The telecommunications provider added that the activities have resulted in the overstatement of earnings in the Italian business “over a number of years”.
BT added that KPMG is reviewing the systems and controls of the company’s Italian operations and reporting directly to the chair of the BT Group Audit & Risk Committee.
BT is also conducting a broader review of financial processes, systems and controls across the group, including an assessment of whether there are any significant deficiencies or material weaknesses.
A spokesperson for BT said the company has not made any announcement regarding PwC and the Big Four firm remains BT’s auditors.
PwC could not provide any comment.
It is unlikely that BT will end its relationship with PwC immediately as the firm’s annual report highlighted that because BT draws on expertise from other accounting firms, a rotation of external audit services would require careful planning of transition periods to ensure that all services are fully contracted throughout the rotation process.
Speaking at an investor conference this morning, BT’s chief executive Gavin Patterson said it is too early to say if BT will bring forward the audit tender process.
BT added that the group’s Remuneration Committee will consider the wider implications of the BT Italy investigation.
BT’s third quarter results released today revealed a 59% drop in earning per share and 37% drop in pre-tax profits to £526m for the three months to the end of December.
BT said its headline revenues were up 32% to £6.12bn for the third quarter due to the acquisition of mobile phone operator EE - though they were 1.5% down on an underlying basis.
The group said many parts of the business were performing well, with broadband and TV revenues growing 8%, and more broadband customers shifting to high-speed fibre connections.
Chief executive Gavin Patterson said, " The good progress we're making across most of the business has unfortunately been overshadowed by the results of our investigation into our Italian operations and our outlook."
"We've undertaken extensive investigations into our Italian business, including an independent review by KPMG, and I am deeply disappointed with the unacceptable practices by some that we've found.
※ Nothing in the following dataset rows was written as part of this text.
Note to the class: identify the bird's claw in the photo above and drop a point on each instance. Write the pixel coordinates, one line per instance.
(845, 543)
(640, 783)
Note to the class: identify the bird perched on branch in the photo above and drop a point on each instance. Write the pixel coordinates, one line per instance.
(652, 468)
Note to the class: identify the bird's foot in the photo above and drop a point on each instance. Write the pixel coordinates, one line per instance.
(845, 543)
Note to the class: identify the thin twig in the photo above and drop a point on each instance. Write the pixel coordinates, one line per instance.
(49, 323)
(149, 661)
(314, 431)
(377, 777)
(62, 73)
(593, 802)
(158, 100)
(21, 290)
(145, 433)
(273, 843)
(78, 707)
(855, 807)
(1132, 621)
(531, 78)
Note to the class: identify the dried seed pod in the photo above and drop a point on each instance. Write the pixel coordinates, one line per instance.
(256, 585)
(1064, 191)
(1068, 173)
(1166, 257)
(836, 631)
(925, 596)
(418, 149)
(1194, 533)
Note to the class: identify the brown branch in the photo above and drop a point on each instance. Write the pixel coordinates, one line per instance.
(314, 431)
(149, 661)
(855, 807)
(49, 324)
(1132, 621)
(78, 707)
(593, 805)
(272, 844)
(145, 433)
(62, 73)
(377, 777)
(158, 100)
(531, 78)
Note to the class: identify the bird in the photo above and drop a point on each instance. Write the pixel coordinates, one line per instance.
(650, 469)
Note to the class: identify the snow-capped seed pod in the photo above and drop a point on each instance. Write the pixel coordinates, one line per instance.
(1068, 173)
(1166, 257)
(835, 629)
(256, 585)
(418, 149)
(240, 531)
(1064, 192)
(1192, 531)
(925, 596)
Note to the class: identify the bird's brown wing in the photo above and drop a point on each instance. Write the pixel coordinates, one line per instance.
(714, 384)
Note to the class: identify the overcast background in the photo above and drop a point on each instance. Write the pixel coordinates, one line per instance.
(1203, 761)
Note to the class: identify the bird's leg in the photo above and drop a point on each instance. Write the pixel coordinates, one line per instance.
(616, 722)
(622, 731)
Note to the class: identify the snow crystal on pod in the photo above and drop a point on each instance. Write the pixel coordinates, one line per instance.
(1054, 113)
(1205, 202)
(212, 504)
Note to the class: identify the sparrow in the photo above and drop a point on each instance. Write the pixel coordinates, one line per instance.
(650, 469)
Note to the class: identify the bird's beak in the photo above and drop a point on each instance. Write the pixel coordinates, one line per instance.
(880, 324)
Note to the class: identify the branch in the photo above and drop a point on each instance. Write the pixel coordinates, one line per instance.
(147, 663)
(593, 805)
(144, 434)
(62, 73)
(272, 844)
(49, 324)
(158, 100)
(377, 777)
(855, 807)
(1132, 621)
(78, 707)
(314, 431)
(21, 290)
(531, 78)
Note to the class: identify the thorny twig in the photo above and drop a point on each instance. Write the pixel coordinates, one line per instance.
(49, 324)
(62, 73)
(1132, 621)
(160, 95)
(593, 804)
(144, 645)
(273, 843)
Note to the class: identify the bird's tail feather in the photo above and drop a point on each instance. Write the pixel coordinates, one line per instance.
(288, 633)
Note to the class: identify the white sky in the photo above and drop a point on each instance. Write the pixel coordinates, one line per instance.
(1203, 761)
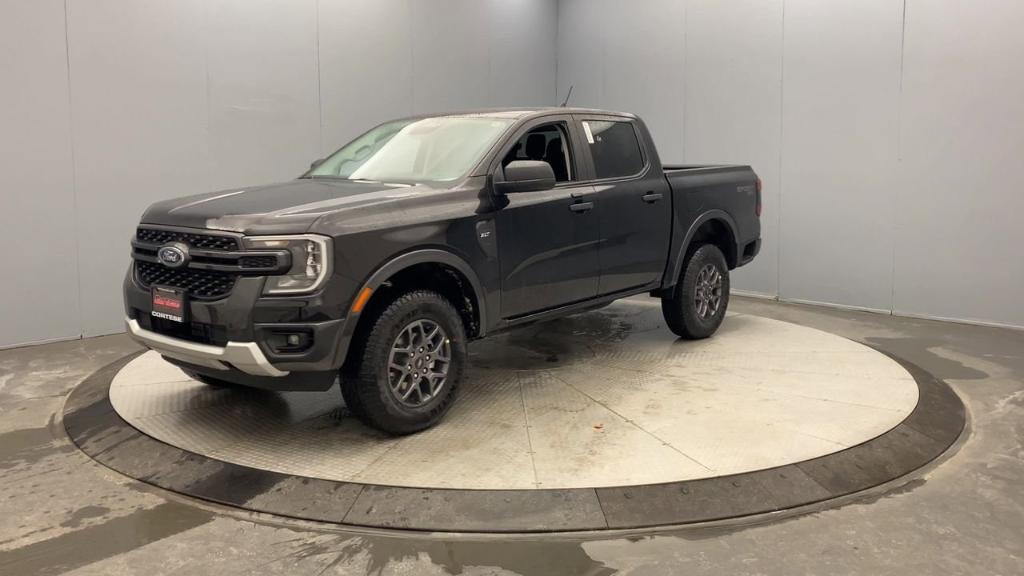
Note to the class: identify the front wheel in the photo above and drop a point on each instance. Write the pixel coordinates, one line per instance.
(411, 365)
(696, 304)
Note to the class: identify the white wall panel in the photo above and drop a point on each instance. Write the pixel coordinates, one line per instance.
(39, 297)
(172, 98)
(840, 114)
(366, 67)
(451, 54)
(733, 108)
(521, 35)
(263, 109)
(958, 240)
(644, 67)
(139, 125)
(581, 51)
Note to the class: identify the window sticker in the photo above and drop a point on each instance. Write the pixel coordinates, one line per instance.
(586, 129)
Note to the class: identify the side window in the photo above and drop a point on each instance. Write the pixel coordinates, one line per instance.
(614, 148)
(550, 144)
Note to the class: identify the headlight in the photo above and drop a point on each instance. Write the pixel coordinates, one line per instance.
(310, 261)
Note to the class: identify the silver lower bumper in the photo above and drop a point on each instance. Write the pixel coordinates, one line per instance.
(245, 356)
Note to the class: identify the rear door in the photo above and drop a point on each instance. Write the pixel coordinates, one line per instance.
(636, 208)
(547, 240)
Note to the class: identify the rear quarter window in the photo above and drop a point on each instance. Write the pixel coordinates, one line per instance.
(614, 148)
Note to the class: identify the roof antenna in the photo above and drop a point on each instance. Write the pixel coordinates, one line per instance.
(567, 96)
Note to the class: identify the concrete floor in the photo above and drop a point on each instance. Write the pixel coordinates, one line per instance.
(65, 513)
(624, 404)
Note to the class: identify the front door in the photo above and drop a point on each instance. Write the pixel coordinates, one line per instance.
(547, 240)
(636, 208)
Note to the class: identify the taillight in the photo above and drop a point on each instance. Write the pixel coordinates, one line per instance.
(757, 208)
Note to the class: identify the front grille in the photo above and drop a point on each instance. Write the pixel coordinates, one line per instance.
(258, 261)
(198, 283)
(201, 241)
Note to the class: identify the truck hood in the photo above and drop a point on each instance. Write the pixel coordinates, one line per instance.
(283, 208)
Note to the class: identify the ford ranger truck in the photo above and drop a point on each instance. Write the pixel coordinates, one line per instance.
(378, 265)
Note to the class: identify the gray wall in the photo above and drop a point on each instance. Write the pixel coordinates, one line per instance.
(889, 146)
(111, 105)
(888, 135)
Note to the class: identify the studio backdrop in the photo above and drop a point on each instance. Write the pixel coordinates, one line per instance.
(888, 132)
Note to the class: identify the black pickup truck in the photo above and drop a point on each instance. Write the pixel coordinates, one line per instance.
(381, 262)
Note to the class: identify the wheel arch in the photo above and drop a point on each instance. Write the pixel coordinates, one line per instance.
(716, 225)
(439, 260)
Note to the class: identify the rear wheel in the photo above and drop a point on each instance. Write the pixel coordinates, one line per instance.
(697, 302)
(411, 365)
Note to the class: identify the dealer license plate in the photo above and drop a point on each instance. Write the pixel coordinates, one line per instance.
(169, 303)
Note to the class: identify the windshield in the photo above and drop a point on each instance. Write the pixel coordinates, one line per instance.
(430, 149)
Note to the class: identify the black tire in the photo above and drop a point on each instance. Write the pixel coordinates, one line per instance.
(366, 384)
(680, 307)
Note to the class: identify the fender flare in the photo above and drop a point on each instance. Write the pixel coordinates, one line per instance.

This has no place at BT, and it undermines the good work we're doing elsewhere in the group. We are committed to ensuring the highest standards across the whole of BT," Patterson said in the statement.
BT’s head of Continental Europe stepped down this week, following the revelations of “inappropriate behaviour”.
BT also suspended a number of senior management team in Italy who have now left the business. A new chief executive of BT Italy is due to take charge at the beginning of February with responsibility for reviewing the local management team and working with BT Group ethics and compliance to improve the governance, compliance and financial safeguards in the company’s Italian business.
The FRC is keeping a close eye on the situation and a spokesperson said the watchdog wants to gather information before deciding if there is a case to be investigated.
"We are aware of BT's statement about its review of accounting issues in its Italian business and we will consider if these matters require the FRC to investigate whether the auditors fulfilled their duties," the spokesperson said.